Luna could be too data-hungry right now, causing bandwidth saturation, when all available bandwidth in a given direction is utilized by a large upload or download. (Many GeForce Now users experienced similar issues a few years before its official launch.) This would explain all the issues I had when trying to use Luna from a specific PC. Cloud gaming is naturally data-hungry anyway, capable of consuming as much as 10 GB per hour at 1080p depending on the game. It’s possible the games on Luna are using more data than what is normal. Thank goodness that I don’t have a data cap! If you do definitely wait until the beta has resolved the issue.
I ran into the same lag issues with my 3rd-gen FireTV stick, although not as severe. But any time the connection dropped, the connection to the Luna controller was lost too. Luna would say it reconnected the controller to the cloud, but no amount of button mashing would get my character to move on-screen nor bring up a pause screen. I had to back-out of the Luna app with the home button on the FireTV remote and basically hard-restart the game.
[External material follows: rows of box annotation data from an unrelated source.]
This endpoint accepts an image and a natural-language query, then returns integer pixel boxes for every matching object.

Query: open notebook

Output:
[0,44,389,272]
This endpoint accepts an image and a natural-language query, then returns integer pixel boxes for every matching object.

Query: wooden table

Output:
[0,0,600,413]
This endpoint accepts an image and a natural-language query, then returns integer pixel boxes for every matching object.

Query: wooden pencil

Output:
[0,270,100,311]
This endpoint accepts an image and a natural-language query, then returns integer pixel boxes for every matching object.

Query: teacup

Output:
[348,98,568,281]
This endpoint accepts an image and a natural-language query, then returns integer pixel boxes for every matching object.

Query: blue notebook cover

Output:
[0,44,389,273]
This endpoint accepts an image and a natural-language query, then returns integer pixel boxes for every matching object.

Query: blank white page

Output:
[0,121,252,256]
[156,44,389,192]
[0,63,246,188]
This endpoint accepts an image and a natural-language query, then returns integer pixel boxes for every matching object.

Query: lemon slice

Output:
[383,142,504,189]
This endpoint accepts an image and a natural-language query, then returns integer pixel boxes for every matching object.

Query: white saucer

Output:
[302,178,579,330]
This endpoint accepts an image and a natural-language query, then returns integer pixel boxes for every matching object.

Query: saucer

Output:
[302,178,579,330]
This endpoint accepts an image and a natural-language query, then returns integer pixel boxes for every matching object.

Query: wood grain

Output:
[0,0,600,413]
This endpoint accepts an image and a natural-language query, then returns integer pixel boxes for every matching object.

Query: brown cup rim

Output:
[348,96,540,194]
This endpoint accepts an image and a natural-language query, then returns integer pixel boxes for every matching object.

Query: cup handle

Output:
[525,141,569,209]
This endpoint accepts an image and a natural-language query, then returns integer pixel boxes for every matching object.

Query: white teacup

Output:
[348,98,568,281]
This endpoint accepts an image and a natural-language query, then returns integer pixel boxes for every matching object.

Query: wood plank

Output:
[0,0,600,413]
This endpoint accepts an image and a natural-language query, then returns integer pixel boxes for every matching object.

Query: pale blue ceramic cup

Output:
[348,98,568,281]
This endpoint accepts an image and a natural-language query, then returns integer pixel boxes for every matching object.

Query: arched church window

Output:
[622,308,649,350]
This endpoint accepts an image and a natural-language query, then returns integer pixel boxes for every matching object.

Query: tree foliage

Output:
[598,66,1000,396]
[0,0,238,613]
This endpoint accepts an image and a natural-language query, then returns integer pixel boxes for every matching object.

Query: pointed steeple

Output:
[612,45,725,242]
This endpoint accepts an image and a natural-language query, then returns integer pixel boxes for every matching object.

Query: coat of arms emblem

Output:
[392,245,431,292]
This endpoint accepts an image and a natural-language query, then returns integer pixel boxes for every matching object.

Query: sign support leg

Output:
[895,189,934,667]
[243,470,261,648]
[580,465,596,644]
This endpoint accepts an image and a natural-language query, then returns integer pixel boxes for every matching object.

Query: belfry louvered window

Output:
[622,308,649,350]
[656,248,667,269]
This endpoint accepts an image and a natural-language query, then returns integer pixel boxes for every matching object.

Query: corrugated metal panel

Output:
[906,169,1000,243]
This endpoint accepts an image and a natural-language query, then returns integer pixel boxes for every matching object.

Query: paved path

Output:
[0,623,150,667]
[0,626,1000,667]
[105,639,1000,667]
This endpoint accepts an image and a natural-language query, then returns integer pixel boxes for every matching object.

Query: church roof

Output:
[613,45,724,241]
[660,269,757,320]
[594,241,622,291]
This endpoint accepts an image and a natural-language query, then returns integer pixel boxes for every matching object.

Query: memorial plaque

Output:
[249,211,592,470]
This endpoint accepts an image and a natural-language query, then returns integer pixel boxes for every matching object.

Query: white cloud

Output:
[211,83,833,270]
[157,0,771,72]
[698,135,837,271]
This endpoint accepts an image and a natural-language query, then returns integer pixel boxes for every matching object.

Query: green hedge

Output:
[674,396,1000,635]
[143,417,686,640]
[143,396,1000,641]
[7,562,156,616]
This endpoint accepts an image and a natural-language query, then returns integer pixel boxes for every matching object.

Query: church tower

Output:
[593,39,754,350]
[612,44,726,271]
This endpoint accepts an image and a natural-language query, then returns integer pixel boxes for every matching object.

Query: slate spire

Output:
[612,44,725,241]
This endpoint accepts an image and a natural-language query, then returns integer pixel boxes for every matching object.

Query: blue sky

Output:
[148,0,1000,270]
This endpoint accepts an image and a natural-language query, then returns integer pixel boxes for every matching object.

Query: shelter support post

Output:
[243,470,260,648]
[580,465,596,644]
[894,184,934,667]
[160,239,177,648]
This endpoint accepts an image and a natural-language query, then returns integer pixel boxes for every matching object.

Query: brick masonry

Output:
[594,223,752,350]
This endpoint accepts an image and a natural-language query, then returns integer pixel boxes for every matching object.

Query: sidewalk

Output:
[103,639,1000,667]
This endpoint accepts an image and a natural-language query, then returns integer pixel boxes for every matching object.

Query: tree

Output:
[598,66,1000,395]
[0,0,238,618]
The issues I have right now with Luna are annoying, but largely because this isn’t the first, or even second, cloud gaming platform to launch, and you’d think Amazon would have learned from the mistakes of others. A bad beta launch aside, I’m actually kind of excited about Luna. I am concerned about what the subscription price will be after Luna officially launches since the $6 a month price is not set in stone, but as long as it’s not more expensive than Stadia or even Xbox Game Pass Ultimate, it has a strong chance of retaining users because of its channel subscription model. Performance consistency absolutely needs to be addressed first though, as I suspect most users would want to play Luna wirelessly with a controller instead of on their PC via Ethernet. But if Luna can build up its base library to at least the equivalent of Stadia’s and implement a screenshot sharing feature in addition to that, it has a good shot of attracting lasting users faster than Stadia.